Balibar, die selbst als Sängerin arbeitet und zwei herausragende Alben („Paramour“ und „Slalom Dame“) veröffentlichte, ist schlicht und immer ergreifend eine der großen Schauspielerinnen unserer Zeit. Von Zeit zu Zeit scheint sie förmlich in Barbara oder Brigitte oder was auch immer zu verschwinden. Der Film zeigt ihre Verwandlung, ohne sie aus den Augen zu verlieren. Hier gibt es keine Zeitsprünge, keine Schnitte, die à la Méliès Zaubertricks ermöglichen, sondern eine körperliche Transformationen, die einem Wunder gleicht. Nur hat man gar keine Zeit, diese zu verarbeiten und sie als solche zu sehen. Einmal beobachten wir Balibar/Brigitte wie sie Gesten von Barbara studiert. Sekunden später ist sie diese Geste. Wenn plötzlich die echte Barbara zu sehen ist, glaubt man für eine Sekunde: Das ist doch Balibar. Wie Amalric hängt ihre Karriere eng an den Filmen von Arnaud Desplechin, mehr noch waren die beiden ein Paar und insbesondere in Frankreich wurde der Film auch als dieses Wiedersehen betrachtet. Diese zusätzliche Ebene erinnert etwas an Opening Night von John Cassavetes. Man hat einen Film, einen Film-im-Film und das Leben hinter dem Film. Die Nähe zu Cassavetes, der ja ebenfalls als Schauspieler und Regisseur arbeitete, war auch schon in Amalrics Tournée sichtbar, ein Film, der an The Killing of a Chinese Bookie erinnert. Bei beiden Filmemachern. geht es immer wieder um die Versuche einer Lust am Leben, eines Überlebens für die Freude.
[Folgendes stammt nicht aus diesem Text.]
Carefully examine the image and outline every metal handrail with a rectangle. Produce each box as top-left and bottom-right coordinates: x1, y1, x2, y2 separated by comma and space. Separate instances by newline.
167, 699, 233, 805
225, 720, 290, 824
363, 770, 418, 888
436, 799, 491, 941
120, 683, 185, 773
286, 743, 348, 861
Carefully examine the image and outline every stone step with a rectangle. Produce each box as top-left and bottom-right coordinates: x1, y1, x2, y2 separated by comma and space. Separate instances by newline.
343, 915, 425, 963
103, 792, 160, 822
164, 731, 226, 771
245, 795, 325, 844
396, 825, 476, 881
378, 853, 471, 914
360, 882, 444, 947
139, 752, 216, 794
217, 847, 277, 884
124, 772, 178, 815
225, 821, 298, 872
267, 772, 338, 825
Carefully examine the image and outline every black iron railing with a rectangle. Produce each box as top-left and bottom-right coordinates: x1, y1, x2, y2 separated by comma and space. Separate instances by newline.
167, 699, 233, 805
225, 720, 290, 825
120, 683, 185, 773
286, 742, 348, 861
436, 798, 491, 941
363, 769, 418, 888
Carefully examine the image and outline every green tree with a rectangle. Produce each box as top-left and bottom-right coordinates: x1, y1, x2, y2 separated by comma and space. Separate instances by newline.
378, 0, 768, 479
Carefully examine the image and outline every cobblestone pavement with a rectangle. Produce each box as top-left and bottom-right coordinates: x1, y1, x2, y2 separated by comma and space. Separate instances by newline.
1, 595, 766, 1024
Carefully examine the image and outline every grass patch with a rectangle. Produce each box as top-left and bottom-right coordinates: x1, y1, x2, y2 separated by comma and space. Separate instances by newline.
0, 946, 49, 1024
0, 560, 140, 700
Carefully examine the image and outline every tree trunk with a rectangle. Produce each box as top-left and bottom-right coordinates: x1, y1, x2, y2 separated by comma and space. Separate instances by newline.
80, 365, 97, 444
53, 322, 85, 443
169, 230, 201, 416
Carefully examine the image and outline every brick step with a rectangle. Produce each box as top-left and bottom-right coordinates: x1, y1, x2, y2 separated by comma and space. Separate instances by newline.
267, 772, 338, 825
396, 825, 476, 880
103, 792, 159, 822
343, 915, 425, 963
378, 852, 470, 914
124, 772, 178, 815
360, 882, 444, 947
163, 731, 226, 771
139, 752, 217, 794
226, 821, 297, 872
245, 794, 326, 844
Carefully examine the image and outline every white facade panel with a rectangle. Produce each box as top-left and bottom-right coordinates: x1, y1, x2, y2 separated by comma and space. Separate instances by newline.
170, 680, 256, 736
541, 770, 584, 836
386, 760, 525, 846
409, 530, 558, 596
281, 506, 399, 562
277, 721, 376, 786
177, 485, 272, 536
Barbara ist ein äußerst verspielter Film. Immer wieder bemerken wir erst am Ende einer Szene, das es sich eigentlich um eine gefilmte Szene handelt, das Décors fällt wiederholt vor unseren Augen zusammen oder entblößt sich als solches. Amalric findet auf den ersten Blick wenig Neues in diesen Überlappungen, was er jedoch findet, ist eine immense Lust daran. Barbara erinnert daran, dass das Kino lebendig sein kann. Übrigens basiert der Film auf einer Idee von Pierre Léon, der auch öfter mit Balibar arbeitete. Allgemein hat sich dort um Filmemacher wie Desplechin, Bertrand Bonello, Amalric, Léon oder Antoine Barraud eine interessante Formation etabliert. Ihr Jean-Pierre Léaud heißt Jeanne Balibar. Barbara ist ein weiterer Schritt für Amalric, der ihn trotz oder gerade wegen seines relativen Stardaseins als äußerst freien Filmemacher etabliert.